Yesterday morning Helix, an early player in the consumer genomics field, announced the launch of its DNA Product Studio. The tool aims to boost the development of new genomics apps and tests for Helix’s partners.
Helix’s model uses third party partners that are experts in a specific arena to develop products. Meanwhile Helix provides sample collection, DNA sequencing, and secures data that the partners can integrate with.
“These tools will allow partners to better focus on their strength, whether that’s genomics expertise for our health partners who may not have product teams, or great product experiences for consumer partners who don’t have in-house science teams or a CLIA-CAP accredited laboratory,” Justin Kao, cofounder, SVP of business development and partnerships, wrote to MobiHealthNews in an email. “For others, who may lack sizable teams in both areas, we're excited to offer a new suite of building blocks that will allow them to launch great DNA products quickly, supported by our policy, applied genomics, and bioinformatics teams.”
The new technology will include an Ancestry API, where partners can access ancestry for six global populations. Also included in the studio is a Genomics API that will give partners the ability to tap into a plethora of genomic data including 100 million base pairs, indels and copy variants, according to the company. Partners can also access embedded apps, where they have the ability to launch a site on Helix’s platform without coding, and an Insight API with a library of results of genetic traits or conditions.
The company said the new tool will make it easier for partners to onboard, eventually leading to more products.
“DNA Product Studio removes a lot of the typical barriers of bringing DNA-powered products to market for a consumer audience. For consumer partners, many don’t realize or don’t know how to begin to introduce genomic insights into existing products, or create new ones relevant to their markets. Now we’ve created a straightforward path to do so,” Kao wrote. “Additionally, for labs with existing clinical tests, they can easily deploy light-weight versions for a national audience of consumers with the support of third party physician oversight and genetic counselling.”
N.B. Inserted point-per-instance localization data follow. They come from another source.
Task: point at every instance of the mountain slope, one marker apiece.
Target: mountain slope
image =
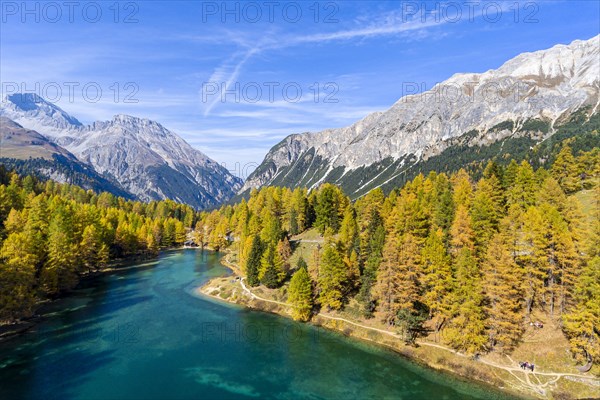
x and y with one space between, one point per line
28 152
530 97
146 159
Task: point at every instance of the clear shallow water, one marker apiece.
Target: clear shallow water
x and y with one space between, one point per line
142 334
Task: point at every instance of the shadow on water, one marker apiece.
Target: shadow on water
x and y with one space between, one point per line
52 375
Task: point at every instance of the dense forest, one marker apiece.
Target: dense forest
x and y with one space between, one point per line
51 234
468 259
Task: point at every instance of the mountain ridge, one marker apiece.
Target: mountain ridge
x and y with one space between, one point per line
546 86
148 160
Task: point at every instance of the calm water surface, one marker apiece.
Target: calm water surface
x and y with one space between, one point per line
142 334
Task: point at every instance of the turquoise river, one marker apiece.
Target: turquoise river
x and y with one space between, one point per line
141 333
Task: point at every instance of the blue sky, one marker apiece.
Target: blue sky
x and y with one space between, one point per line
318 64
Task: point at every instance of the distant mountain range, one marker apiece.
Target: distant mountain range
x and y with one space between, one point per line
28 152
468 118
139 156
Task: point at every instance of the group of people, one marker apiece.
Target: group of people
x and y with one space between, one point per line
526 365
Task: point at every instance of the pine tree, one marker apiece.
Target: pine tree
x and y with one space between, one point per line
502 279
530 253
524 188
485 213
17 278
300 295
349 237
461 231
331 279
466 329
387 284
60 270
253 264
581 323
271 273
437 278
90 248
565 171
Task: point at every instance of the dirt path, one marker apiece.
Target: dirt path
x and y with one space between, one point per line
525 381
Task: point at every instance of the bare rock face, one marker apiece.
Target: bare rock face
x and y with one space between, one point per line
145 158
545 86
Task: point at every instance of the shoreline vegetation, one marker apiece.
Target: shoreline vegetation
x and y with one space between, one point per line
502 374
488 271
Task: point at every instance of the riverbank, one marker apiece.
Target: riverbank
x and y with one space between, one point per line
501 372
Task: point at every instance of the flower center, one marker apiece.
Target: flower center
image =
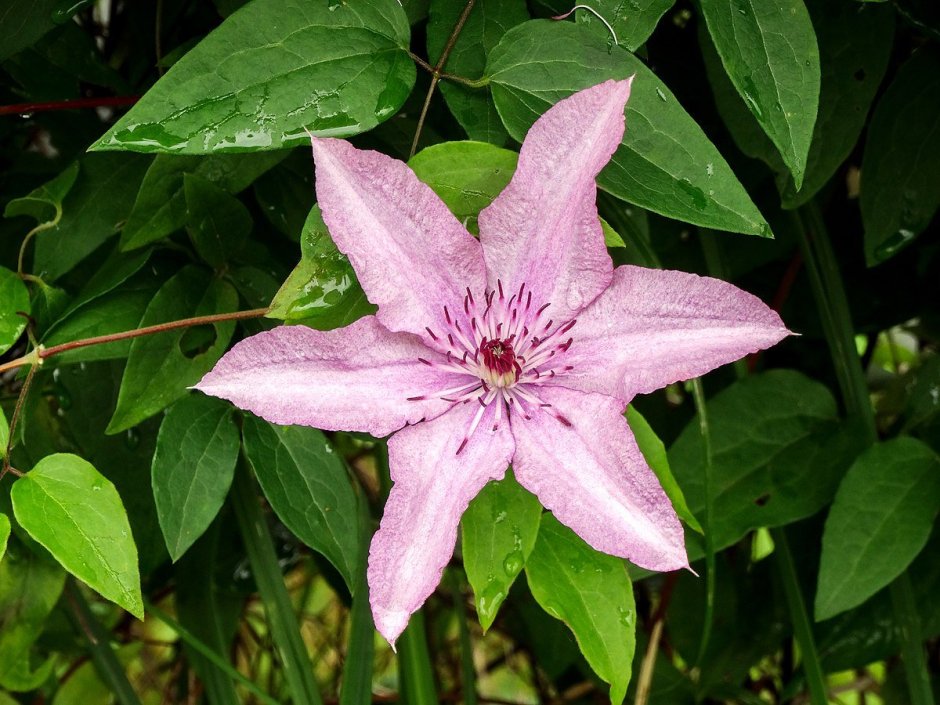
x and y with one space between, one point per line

The idea is that the platform could also open the doors to more potential partners that have not yet entered the space but have expertise in areas that could interest users.
“On the consumer side, I think there’s a wide range of household-name brands, who want to engage in this movement where tens of millions of their customers want to better understand their DNA,” Chris Glode, chief product officer at Helix, wrote in an email to MobiHealthNews. “It’s a bit like the early days of smartphones, where brands knew they had to meet their customers on their mobile apps, but weren’t really sure where to start, what to offer, and lacked the expertise to build in house. In that way, DNA Product Studio will allow a much wider range of brands to engage their users through the personalized lens of DNA.”
While Helix was one of the early companies in the space it has continued to grow. In March it announced a $200 million funding round, which it said was to expand its personal genomics marketplace and to accelerate consumer adoption of genomics.
More recently, the genomics company announced a new partnership with MyVytalics, a company that focuses on healthy aging, to launch a new personal genomics app that will look at how genes play into sleep patterns and nutrition.